MAJOR INDUSTRIES: Agriculture, Cement, Fertilizers, Food Processing, Oil and Natural Gas Production and Refining, Paints, Plastics, Steel, Tourism.

MAIN EXPORTS: Chemicals, Cocoa, Coffee, Crude Oil, Fruit, Petroleum

TRANSPORT: Railroads; nil. Roads; length 7,900 km (4,909 mi) (1985). Vehicles; cars 269,238 (1989), trucks and buses 68,759 (1989). Merchant Marine; vessels 49 (1990), deadweight tonnage 12,549 (1990). Air Transport; passenger-km 2,691,000,000 (1,672,000,000 passenger-mi) (1989), cargo ton-km 14,381,000 (9,850,000 short ton-mi) (1989).

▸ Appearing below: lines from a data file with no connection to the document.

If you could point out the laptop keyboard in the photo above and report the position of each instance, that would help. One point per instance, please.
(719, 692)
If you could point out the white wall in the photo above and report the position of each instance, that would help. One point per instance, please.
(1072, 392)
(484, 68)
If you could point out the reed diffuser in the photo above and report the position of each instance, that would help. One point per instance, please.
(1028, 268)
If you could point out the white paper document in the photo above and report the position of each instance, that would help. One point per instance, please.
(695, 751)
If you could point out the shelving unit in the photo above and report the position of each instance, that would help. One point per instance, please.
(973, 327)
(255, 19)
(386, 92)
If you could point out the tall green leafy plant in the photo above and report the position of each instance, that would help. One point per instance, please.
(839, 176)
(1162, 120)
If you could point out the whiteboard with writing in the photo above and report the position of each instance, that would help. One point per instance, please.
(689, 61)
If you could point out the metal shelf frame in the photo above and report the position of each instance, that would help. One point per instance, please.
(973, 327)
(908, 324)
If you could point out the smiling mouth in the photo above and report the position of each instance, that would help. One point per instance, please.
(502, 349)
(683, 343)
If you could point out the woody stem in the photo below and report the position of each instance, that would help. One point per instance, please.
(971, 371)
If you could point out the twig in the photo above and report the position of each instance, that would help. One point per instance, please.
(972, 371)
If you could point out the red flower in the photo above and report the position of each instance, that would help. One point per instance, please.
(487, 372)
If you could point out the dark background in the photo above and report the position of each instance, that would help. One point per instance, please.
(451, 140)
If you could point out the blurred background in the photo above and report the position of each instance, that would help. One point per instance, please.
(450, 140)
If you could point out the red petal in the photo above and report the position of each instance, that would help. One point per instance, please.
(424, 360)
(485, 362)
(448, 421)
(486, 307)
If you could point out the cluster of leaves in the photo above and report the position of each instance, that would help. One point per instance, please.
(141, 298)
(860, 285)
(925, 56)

COMMUNICATIONS: Daily Newspapers; total of 3 with a total circulation of 96,000 (1990). Radio; receivers 700,000 (1993). Television; receivers 250,000 (1993). Telephones; units 192,500 (1993).

MILITARY: 2,600 (1994) total active duty personnel with 76.9% army and 23.1% coast guard while military expenditure accounts for 1.8% (1993) of the Gross National Product (GNP).